6. Placing the Search on a Page
6.1 Full Search — [dxw3-quick-search]
Add this shortcode to any WordPress page to render the full-featured product filter and results grid.
[dxw3-quick-search]
The shortcode renders nothing if no categories have been enabled in the settings. The page can use any theme template; alternatively, create a file at:
wp-content/dxw3-qs-theme/page-quick-search.phpand the plugin will use it as the page template automatically when the shortcode is present.

6.2 Mini Search Box — [dxw3-quick-search-mini]
A compact filter widget that redirects users to the full search page with pre-applied filters. Useful in hero sections, landing pages, or widget areas.
Basic usage:
[dxw3-quick-search-mini target_url="/shop-search/"]All shortcode attributes:
| Attribute | Default | Description |
|---|---|---|
target_url | / | The URL of the page containing [dxw3-quick-search]. Users are redirected here on submit. |
category | (empty) | A WooCommerce product category slug or numeric term ID to pre-scope the filters. |
fields | (empty) | Comma-separated list of attribute slugs to display (e.g. tire-width,tire-profile). The att_ prefix is optional — the plugin adds it automatically. Slugs are derived from the WooCommerce attribute label using sanitize_title(). Every slug listed here must also be enabled under Settings → Attributes. To find the correct slug, open your browser DevTools → Network tab while loading a page with the mini search box and inspect the valid_values keys in the JSON response. |
label | (empty) | Label for the toggle button when multiple groups are defined. |
submit | Search | Text for the submit button. |
Example with a specific category and fields:
[dxw3-quick-search-mini target_url="/search/" category="clothing" fields="colour,size" submit="Find products"]Multiple groups (e.g. different filter sets for different product types) require the dxw3_qsm_groups PHP filter — see the developer documentation at dx-w3.com/dxw3-quick-search-pro-hooks/.

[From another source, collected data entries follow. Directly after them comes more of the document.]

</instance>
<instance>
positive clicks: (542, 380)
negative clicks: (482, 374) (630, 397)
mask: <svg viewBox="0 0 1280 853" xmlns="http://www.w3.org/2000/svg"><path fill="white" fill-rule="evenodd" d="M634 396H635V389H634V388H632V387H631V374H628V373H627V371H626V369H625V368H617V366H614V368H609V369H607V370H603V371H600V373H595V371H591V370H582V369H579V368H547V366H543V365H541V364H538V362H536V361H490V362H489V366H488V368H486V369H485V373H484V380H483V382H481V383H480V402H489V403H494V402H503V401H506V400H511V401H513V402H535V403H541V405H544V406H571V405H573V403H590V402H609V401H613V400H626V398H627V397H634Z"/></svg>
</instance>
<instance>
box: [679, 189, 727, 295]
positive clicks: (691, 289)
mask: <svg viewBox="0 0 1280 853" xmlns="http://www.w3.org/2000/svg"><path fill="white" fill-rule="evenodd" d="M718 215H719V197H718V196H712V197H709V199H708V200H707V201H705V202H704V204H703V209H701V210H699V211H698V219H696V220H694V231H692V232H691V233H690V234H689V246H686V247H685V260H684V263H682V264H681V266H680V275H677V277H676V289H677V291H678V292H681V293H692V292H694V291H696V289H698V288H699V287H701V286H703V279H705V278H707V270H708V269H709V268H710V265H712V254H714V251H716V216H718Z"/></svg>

7. When to Rebuild the Index
| Situation | Action needed |
|---|---|
| First-time setup | Manual rebuild required |
| Individual products saved via wp-admin | Automatic — no action needed |
| Bulk product import (CSV, WP-CLI, API) | Manual rebuild, or rely on scheduled rebuild |
| New product category added | Manual rebuild |
| Product attribute added or renamed | Manual rebuild |
| Product tag added | Manual rebuild |
| Category hierarchy changed | Manual rebuild |
| Sub-category exclusion settings changed | Save settings triggers the map update automatically |
8. Troubleshooting
The shortcode renders nothing
Ensure at least one category is enabled under Settings → dxw3 QS Pro → Categories and that Save settings has been clicked.
Filters appear but show no results / wrong results
Run Reset and Rebuild Search Index. The index may be out of sync with your current product data.
The rebuild button does nothing or spins forever
Check your server PHP error log for fatal errors during the rebuild. Ensure the wp-content/plugins/dxw3-quick-search-pro/endpoint/ directory is writable by the web server. On very large catalogues, increase max_execution_time in php.ini.
Lightning endpoint mode returns errors
Switch back to WordPress AJAX mode temporarily. Verify that your web server can execute PHP files directly inside the plugin’s endpoint/ directory. Some managed hosting providers block this.
Scheduled rebuild does not run
WordPress cron relies on site traffic to trigger. On low-traffic sites, use a real server cron to call wp-cron.php on schedule:
*/5 * * * * curl -s https://yoursite.com/wp-cron.php?doing_wp_cron > /dev/nullNew attributes or categories do not appear in the filter
Run Reset and Rebuild Search Index after adding new taxonomy terms, then enable the new items in the relevant settings section.
“Hide branding” option is not visible
This option is only shown when a valid license key is activated under the License Settings section.